秘密が多い国ともいえるが、『魔道具が発展した国』と国王は豪語するが、その魔道具さえも輸出される事が滅多にない。
国内で全て終わっているのだ。
「国外輸出までは全く考えていない……って感じか」
「そうですね。国内で完結していると言って過言ではないですし、その魔道具も一般市民にまで広まっているかと言うとそうでもないようですね」
「と言うと、一部の貴族相手の魔道具が多そうだな」
「後は付与師も多いと聞いたことがあります」
「付与師か」
「それくらいですね」
「なるほど……謎の多い国ではあるな。

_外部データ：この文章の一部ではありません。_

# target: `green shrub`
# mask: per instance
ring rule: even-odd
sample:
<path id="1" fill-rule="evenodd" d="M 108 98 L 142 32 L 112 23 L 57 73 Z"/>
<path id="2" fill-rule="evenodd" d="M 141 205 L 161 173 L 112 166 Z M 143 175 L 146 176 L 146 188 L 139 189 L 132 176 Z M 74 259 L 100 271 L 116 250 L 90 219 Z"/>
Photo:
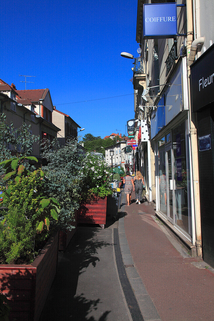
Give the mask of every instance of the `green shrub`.
<path id="1" fill-rule="evenodd" d="M 111 173 L 104 160 L 87 153 L 82 165 L 80 185 L 83 201 L 94 195 L 104 197 L 112 194 Z"/>
<path id="2" fill-rule="evenodd" d="M 10 310 L 7 298 L 0 292 L 0 321 L 9 321 Z"/>
<path id="3" fill-rule="evenodd" d="M 10 206 L 0 223 L 0 263 L 28 264 L 38 254 L 37 248 L 47 237 L 37 232 L 26 215 L 26 208 Z"/>
<path id="4" fill-rule="evenodd" d="M 56 143 L 53 142 L 54 145 Z M 51 147 L 51 146 L 50 146 Z M 70 221 L 79 207 L 81 176 L 81 160 L 76 139 L 71 139 L 65 146 L 57 149 L 44 148 L 42 156 L 48 164 L 42 168 L 45 172 L 45 188 L 60 205 L 58 223 L 61 230 L 71 230 Z"/>
<path id="5" fill-rule="evenodd" d="M 113 179 L 116 179 L 117 180 L 120 181 L 121 179 L 120 174 L 118 174 L 118 173 L 115 173 L 113 175 Z"/>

そう言えば国王が変わったばかりなのだろう?」
「ええ、とても元気だった国王だった筈ですが、急でしたね」
「国内で何か起きたのかも知れないなぁ」
「可能性はあるかと」
そう言うと前国王は種なしだった為、子が作れなかった事を伝えると「それで血が濃い者を後釜に沿えたって感じか」と驚いていたが、「その後釜と言うのがアレでは駄目だろう」と語っていたその時だった。
「失礼致します!! 大変です!!」
「どうした」
「ノベルシカ王国がネバリ王国に宣戦布告致しました!!」
「「なに!?」」
「三国で和平協定を結んでいた筈だが、それをノベルシカ王国は放棄したのか!?」
「その様です……。急な宣戦布告で兵士の準備がネバリ王国は遅れているそうです。どうなさいますか?」
「我が国のネバリ王国との国境を警備していた兵士をネバリ王国に送り出せ! 多少でも時間稼ぎが出来るはずだ。和平協定を放棄したというのなら、我が国はネバリ王国に着く!」
「はっ!!」
「ノベルシカ王国の国境は封鎖せよ! 民が逃げてきたら難民として受け入れろ! 近くのオアシスに簡易テントだが送り届ける」
「畏まりました!」
そう言うと慌ただしく羊皮紙にネバリ王国に書簡を書いて王国の印を押し直ぐに届けさせることになった。
無論箱庭師を使っての迅速な動きでだ。
「きな臭くなってきたな」
「ええ……しかし何故急に」
その答えを知っているのは――今は、ノベルシカ王国のゼフェル国王だけだった。